Moreover, he said that people visit places where films have been made. “Most Bhutanese must have watched “Brave Heart”, the Oscar winning movie. Shot in Stirling, Scotland, the movie is iconic for generating more than $47 million dollars for the medieval city,” he said. 
The film industry begins by raising awareness of places, captivating the attention of the viewer and encouraging the individual to visit a destination. A study has shown that “after family and friends and the Internet, movies are the second most influence able factor when choosing to travel to a particular country.”  A representation of a movie on the screen can emphasize the image of a destination in the mind of the consumer and at the same time promote and improve this image making a destination become a potential one, he explained. 

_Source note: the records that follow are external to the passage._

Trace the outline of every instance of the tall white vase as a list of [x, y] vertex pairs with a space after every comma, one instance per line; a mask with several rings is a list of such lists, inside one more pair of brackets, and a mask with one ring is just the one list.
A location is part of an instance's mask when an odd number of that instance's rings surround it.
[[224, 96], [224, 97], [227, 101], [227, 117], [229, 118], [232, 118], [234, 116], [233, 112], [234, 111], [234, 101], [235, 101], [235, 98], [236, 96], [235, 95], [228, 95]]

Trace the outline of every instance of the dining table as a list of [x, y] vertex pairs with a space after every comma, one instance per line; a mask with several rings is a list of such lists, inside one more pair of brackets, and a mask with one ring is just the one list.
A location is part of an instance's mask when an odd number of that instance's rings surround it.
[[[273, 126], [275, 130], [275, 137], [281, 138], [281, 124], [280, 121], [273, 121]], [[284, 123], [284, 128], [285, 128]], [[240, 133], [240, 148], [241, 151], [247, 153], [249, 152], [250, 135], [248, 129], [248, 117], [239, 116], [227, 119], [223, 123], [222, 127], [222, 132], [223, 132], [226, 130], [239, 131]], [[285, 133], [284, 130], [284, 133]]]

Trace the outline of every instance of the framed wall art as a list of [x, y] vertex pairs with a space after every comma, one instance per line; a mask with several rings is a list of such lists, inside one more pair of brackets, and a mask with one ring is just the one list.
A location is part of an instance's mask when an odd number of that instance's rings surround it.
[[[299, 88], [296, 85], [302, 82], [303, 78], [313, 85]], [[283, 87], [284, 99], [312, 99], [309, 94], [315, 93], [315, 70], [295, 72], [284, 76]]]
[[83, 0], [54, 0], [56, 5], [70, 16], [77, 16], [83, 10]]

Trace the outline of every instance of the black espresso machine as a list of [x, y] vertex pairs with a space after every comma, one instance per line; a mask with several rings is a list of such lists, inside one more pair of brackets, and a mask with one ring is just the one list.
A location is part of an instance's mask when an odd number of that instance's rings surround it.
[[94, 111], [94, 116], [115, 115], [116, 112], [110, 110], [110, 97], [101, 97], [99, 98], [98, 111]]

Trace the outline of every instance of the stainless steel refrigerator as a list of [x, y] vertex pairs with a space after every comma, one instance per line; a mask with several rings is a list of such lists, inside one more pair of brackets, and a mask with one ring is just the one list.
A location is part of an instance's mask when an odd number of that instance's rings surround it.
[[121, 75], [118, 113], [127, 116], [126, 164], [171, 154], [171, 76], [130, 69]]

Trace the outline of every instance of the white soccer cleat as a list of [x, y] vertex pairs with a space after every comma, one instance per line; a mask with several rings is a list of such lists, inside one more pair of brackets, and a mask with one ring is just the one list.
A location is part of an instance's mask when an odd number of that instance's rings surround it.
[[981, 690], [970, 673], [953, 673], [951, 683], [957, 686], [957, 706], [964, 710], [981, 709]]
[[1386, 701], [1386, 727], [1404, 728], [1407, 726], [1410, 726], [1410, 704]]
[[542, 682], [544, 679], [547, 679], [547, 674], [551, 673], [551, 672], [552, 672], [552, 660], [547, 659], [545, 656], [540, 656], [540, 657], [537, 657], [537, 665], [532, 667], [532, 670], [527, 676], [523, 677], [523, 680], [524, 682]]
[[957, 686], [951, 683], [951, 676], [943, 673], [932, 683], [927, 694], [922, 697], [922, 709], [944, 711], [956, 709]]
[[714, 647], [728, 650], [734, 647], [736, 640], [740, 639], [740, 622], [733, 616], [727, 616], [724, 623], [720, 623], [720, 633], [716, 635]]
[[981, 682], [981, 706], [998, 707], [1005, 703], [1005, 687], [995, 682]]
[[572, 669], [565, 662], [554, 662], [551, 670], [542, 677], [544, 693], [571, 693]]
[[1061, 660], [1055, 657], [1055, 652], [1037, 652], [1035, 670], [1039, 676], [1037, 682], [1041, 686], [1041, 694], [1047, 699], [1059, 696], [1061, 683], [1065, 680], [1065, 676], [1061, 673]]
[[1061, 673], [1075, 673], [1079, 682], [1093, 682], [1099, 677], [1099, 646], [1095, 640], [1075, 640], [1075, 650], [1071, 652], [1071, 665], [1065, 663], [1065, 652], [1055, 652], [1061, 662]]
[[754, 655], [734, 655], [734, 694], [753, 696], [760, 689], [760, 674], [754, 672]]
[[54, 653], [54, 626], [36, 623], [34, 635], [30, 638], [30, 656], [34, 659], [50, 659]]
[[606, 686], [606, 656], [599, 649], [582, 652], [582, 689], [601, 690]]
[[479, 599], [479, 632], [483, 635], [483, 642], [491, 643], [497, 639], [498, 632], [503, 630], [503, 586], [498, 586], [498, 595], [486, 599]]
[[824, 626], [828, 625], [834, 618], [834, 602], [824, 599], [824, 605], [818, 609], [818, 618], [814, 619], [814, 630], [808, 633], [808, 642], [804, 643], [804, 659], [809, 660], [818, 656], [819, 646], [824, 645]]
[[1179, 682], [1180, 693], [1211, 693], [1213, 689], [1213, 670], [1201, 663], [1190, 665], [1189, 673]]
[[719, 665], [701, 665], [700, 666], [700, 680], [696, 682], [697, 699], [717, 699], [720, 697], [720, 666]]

A graduate from Bangalore University, India, said films make a difference. “The famous Hindhi movie, Sholay, which immortalized Gabbar Singh was shot in a village called Ramanagaram, which is about 25 kms from Bangalore. I went to the place just because Sholay was shot there and I saw that the village is being preserved and hundreds of people come there,” he said. 
Meanwhile, filmmakers are also concerned about a “rumour” they heard. “We heard that the Royal Civil Service Commission’s (RCSC) restructuring exercise wants to do away or club the National Film Commission (NFC) with Bhutan InfoComm and Media Authority (BICMA). Since inception, NFC has helped the film industry; we hope it is not true,” a film maker said. 
The formation of the National Film Commission (NFC) facilitated the nomination of “Lunana, A Yak in the Classroom” to be nominated for the Oscars. “As everyone knows, it is a milestone for Bhutan. In more ways than one the NFC has facilitated the growth of the Bhutanese film industry. It has its own mandate and of all, it has made the work of film makers easier, compared to how it was when BICMA was the sole agency involved. As mentioned above there are words that the restructuring may lead to the closure of the NFC. It will be square one. It may not be true, for we believe that the review team comprises people who understand the different facets of “National Interest,” he said.